Nachdem du weg warst, sagten die beiden netten Damen, du hättest wahrscheinlich schon seit Monaten von dem bevorstehenden Umzug gewusst und nichts unternommen, um ein gutes neues Zuhause für mich zu finden. Sie schüttelten den Kopf und fragten "Wie konnte er nur?".

 

Sie kümmern sich um uns hier im Tierheim so gut es eben geht. Natürlich werden wir gefüttert, aber ich habe meinen Appetit schon vor Tagen verloren. Anfangs rannte ich immer freudig ans Gitter, sobald jemand an meinen Käfig kam - in der Hoffnung du bist es. Ich hoffte du hattest deine Meinung geändert und dass alles nur ein schlimmer Traum gewesen sei... Oder ich hoffte, dass es zumindest jemand wäre, der Interesse an mir hätte und mich aus dem Zwinger retten könnte. Als ich einsah, dass ich nicht so süss war wie die unbeschwerten Welpen nebenan, zog ich mich in eine ferne Ecke zurück und wartete. Wartete. Auf was eigentlich noch? Sinnlose, langweilige Tage in einem kahlen Zwinger. Wenn ich Glück hatte, durfte ich jeden Tag kurz in den noch kahleren Auslauf.

 

Ich hörte ihre Schritte, als sie am Ende des Tages kam um mich zu holen und trottete hinter ihr her. Den Gang entlang zum hintersten Raum. Ein angenehm ruhiger Raum. Sie hob mich auf den Tisch, kraulte meine Ohren und sagte mir, es sei alles in Ordnung. Mein Herz pochte vor Aufregung, was jetzt wohl geschehen würde, aber da war auch ein Gefühl der Erleichterung. Für den Gefangenen der Liebe war die Zeit abgelaufen. Meiner Natur entsprechend war ich aber eher um sie besorgt. Ihre Aufgabe lastet schwer auf ihr und das fühlte ich, genauso wie ich jede deiner Stimmungen erfühlen konnte.

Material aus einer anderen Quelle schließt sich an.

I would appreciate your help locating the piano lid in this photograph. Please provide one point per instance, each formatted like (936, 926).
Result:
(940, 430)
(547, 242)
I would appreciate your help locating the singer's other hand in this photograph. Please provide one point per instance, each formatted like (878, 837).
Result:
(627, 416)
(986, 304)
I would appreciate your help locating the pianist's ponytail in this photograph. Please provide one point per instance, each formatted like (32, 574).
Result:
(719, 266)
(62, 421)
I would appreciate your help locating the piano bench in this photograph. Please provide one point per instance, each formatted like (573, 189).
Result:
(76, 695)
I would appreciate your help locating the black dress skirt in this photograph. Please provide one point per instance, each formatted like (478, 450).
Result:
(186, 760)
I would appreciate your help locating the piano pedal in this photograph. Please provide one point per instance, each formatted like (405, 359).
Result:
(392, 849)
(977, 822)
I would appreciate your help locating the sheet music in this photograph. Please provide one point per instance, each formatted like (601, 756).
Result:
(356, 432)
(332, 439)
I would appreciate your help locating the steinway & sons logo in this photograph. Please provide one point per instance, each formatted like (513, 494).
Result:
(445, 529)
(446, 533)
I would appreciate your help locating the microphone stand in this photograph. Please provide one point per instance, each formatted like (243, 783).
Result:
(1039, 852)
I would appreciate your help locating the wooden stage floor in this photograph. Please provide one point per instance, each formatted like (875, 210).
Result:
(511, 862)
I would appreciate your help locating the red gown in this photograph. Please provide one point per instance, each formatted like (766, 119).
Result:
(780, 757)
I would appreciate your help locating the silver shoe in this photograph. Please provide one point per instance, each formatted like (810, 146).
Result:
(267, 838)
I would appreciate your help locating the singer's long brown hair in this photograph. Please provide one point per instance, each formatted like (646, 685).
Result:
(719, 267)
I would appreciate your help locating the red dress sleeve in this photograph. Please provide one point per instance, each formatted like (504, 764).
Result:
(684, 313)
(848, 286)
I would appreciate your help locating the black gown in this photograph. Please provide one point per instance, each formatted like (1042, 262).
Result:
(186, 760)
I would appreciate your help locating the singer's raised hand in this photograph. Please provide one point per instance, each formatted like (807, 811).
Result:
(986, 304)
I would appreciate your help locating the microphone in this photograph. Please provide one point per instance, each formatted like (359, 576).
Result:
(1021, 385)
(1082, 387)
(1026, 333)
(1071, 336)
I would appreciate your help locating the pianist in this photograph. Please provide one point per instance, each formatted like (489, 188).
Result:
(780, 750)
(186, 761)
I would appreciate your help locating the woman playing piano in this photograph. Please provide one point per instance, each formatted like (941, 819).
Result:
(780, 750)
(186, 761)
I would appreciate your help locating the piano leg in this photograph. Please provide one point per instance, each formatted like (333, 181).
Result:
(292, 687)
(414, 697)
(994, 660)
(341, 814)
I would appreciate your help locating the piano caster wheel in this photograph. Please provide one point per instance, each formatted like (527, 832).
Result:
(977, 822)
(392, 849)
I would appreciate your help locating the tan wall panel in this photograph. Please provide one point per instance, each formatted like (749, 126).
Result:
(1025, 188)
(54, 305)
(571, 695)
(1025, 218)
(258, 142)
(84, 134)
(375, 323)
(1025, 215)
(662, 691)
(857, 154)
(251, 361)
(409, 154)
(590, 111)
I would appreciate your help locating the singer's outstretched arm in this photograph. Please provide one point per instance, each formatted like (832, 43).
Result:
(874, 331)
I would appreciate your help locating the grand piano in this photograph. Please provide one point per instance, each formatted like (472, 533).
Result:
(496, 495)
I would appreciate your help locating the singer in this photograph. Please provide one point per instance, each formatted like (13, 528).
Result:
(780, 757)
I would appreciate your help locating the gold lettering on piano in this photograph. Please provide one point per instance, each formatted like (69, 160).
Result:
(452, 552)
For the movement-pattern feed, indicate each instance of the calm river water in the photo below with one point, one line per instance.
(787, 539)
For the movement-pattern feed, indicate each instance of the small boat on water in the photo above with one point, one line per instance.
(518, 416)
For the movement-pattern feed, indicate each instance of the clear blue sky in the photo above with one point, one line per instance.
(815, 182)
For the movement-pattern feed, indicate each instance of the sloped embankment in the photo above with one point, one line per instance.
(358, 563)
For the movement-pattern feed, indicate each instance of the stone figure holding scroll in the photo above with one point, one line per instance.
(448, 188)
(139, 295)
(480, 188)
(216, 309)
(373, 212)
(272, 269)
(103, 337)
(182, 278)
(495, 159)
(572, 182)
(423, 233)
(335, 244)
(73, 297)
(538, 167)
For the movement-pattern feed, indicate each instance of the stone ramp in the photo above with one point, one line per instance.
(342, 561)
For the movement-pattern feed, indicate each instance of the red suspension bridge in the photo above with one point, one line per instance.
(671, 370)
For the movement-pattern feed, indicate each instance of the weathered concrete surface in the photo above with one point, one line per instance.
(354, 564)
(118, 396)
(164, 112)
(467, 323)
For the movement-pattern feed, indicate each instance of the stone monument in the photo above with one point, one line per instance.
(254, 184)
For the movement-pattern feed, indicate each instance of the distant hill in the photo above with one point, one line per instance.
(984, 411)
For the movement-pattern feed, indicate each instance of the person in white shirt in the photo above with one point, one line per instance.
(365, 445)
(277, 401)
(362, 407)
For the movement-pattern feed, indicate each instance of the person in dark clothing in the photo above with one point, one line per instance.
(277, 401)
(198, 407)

Behutsam legte sie den Stauschlauch an meiner Vorderpfote an, während eine Träne über ihre Wange floss. Ich leckte ihre Hand um sie zu trösten, genauso wie ich dich vor vielen Jahren getröstet hatte. Mit geübtem Griff führte sie die Nadel in meine Vene ein. Als ich den Einstich fühlte und spürte, wie die kalte Flüssigkeit durch meinen Körper floss, wurde ich schläfrig und legte mich hin. Ich blickte in ihre gütigen Augen und flüsterte "Wie konntest Du nur?". Vielleicht verstand sie die Hundesprache und sagte deshalb "Es tut mir ja so leid". Sie umarmte mich und beeilte sich mir zu erklären, es sei ihre Aufgabe dafür zu sorgen, dass ich bald an einem besseren Ort wäre. Da wo ich weder ignoriert, noch missbraucht, noch ausgesetzt werden könnte oder auf mich alleine gestellt wäre - einem Ort der Liebe und des Lichts, vollkommen anders als dieser Ort. Mit meiner letzten Kraft versuchte ich ihr mit einem Klopfen meines Schwanzes zu verstehen zu geben, dass mein "Wie konntest Du nur?" nicht ihr galt. Du warst es, mein geliebtes Herrchen, an den ich dachte. Ich werde für immer an Dich denken und auf dich warten.

Möge dir ein jeder in deinem Leben so viel Loyalität zeigen.